Highest Volume of Thanksgiving Travelers Expected Since 2005

HYANNIS – If you’re traveling for the Thanksgiving holiday, you may be waiting in traffic a little longer this year.

AAA is projecting that nearly 51 million Americans will journey at least 50 miles from home, which is an increase of over 3 percent from last year and the highest volume for the holiday since 2005.

AAA Northeast Director of Public and Legislative Affairs Mary Maguire said travelers coming to or leaving the Cape should time their travel to avoid delays.

“There’s always plenty of information on what the backups are at the Bourne and Sagamore Bridges and you really need to be accessing that real-time travel information so that you don’t hit those bridges when there is a five or six mile backup,” Maguire said.

Maguire said it is important to time your trip to avoid hitting the roadways at the same time as everyone else.

AAA predicts Tuesday will be the worst day for holiday travel in Massachusetts, especially between 5:15 and 7:15 p.m.

“No surprise there, historically that has been a very busy time especially on the [Massachusetts Turnpike] and the Cape Cod bridges,” Maguire said.

According to AAA, and INRIX, the worst areas for travel in the state are westbound on the Mass Pike at I-84 in Sturbridge and at Route 122 in Millbury.

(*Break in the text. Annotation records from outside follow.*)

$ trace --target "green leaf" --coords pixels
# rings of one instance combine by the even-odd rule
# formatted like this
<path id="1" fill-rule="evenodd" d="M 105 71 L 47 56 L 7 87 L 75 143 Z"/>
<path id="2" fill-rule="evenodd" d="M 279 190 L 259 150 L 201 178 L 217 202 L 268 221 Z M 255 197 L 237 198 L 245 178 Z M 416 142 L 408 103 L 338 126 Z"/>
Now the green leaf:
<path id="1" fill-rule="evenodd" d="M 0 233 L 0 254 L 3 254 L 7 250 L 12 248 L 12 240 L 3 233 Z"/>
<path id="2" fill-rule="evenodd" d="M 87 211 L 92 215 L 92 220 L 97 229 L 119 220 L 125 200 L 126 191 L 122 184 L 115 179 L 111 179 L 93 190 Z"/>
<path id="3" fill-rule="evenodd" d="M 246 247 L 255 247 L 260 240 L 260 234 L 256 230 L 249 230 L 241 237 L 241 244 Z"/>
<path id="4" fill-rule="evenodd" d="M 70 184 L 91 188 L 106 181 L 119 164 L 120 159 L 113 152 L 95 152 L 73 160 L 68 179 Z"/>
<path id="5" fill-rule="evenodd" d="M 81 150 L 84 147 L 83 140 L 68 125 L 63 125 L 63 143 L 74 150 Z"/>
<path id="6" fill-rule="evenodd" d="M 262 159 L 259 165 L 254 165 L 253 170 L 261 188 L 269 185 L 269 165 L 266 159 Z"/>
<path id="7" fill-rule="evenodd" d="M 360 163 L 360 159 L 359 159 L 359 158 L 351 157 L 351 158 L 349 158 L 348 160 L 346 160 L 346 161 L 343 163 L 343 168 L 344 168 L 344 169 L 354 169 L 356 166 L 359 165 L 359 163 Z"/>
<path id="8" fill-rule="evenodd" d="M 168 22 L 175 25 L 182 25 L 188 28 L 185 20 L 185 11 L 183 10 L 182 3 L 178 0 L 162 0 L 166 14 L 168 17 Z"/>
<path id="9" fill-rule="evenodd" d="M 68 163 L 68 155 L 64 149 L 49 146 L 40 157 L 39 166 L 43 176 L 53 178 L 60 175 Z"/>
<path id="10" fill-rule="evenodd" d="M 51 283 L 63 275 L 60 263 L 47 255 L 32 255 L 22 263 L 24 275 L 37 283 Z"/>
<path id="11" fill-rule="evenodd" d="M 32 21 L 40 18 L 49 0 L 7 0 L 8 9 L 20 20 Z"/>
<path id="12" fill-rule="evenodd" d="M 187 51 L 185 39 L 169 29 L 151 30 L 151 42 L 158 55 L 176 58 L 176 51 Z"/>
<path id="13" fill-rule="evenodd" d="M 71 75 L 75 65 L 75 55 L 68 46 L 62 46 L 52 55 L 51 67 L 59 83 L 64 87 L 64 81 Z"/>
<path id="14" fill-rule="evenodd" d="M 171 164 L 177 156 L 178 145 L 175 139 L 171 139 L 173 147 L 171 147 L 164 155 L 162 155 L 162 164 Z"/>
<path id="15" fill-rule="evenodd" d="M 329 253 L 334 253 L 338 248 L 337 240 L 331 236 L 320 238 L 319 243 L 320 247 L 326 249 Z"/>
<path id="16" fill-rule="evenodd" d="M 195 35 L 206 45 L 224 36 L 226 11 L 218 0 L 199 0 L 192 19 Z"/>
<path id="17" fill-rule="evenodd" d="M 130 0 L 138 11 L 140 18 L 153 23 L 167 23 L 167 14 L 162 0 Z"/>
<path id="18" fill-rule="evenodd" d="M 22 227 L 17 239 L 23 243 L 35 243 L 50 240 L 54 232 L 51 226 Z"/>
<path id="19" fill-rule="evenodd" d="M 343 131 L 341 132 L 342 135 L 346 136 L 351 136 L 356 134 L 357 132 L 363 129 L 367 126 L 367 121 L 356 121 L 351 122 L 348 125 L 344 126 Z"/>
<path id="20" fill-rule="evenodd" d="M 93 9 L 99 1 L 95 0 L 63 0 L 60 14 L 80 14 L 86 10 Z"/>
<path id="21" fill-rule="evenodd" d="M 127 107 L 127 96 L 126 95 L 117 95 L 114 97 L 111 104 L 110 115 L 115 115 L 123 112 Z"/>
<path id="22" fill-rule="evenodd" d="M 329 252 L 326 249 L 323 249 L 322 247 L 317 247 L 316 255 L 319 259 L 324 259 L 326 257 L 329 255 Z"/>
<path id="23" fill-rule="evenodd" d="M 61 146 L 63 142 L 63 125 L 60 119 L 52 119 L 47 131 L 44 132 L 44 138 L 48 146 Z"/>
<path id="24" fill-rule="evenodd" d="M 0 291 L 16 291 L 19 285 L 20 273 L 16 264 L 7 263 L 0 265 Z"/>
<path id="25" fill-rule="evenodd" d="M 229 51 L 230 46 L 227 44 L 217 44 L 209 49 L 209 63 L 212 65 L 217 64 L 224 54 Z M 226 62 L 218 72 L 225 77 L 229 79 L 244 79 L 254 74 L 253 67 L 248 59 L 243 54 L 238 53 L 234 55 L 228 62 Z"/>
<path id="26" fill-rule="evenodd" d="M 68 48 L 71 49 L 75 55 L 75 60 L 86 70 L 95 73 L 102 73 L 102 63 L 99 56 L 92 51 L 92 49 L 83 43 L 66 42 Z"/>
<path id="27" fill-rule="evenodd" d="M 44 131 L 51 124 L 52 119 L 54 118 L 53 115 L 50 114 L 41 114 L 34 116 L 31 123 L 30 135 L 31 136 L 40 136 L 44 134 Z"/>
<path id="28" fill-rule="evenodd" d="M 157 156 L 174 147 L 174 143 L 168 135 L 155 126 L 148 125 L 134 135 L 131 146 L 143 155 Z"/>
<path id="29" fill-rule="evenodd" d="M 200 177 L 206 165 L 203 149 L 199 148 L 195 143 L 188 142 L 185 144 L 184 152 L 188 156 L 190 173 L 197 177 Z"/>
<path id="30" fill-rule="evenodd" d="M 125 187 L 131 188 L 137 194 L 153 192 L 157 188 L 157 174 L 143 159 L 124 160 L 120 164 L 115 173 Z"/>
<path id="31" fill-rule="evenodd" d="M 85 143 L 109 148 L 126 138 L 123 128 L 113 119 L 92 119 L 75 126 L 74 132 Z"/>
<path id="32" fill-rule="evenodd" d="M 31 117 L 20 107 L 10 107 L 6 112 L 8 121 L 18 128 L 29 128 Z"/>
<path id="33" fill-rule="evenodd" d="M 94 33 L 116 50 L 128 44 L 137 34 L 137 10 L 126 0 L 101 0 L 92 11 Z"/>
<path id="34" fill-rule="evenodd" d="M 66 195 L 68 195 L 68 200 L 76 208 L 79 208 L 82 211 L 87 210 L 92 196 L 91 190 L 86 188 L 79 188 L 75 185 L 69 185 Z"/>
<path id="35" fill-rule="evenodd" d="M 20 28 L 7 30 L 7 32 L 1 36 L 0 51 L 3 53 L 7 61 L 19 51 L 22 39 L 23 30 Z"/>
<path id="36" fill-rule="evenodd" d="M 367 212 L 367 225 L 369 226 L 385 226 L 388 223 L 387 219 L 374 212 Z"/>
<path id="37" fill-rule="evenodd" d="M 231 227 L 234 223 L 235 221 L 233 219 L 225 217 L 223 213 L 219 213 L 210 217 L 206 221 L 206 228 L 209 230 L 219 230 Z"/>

Maguire said motorists should also avoid traveling during the late afternoon and evening on Wednesday.

“Leaving early in the morning is always a great idea because we find that is one of the best times to travel,” she said.

“So if you are looking for a quick trip, especially if you have young children who have limited patience for the car, I think that’s a great time to leave, especially because young children often get up early as well.”

Travels should also be prepared for travel with snacks, water, blankets and to know if any passengers are apt to get car sick.

Eighty-nine percent of travelers are expected to journey by car with 8 percent taking to the skies and 3 percent using other means of transportation.

AAA expects to rescue more than 330,000 motorists between Tuesday and Sunday. The primary reasons are lockouts, flat tires and battery-related issues.

AAA recommends motorists have their vehicles inspected by trusted mechanics before traveling.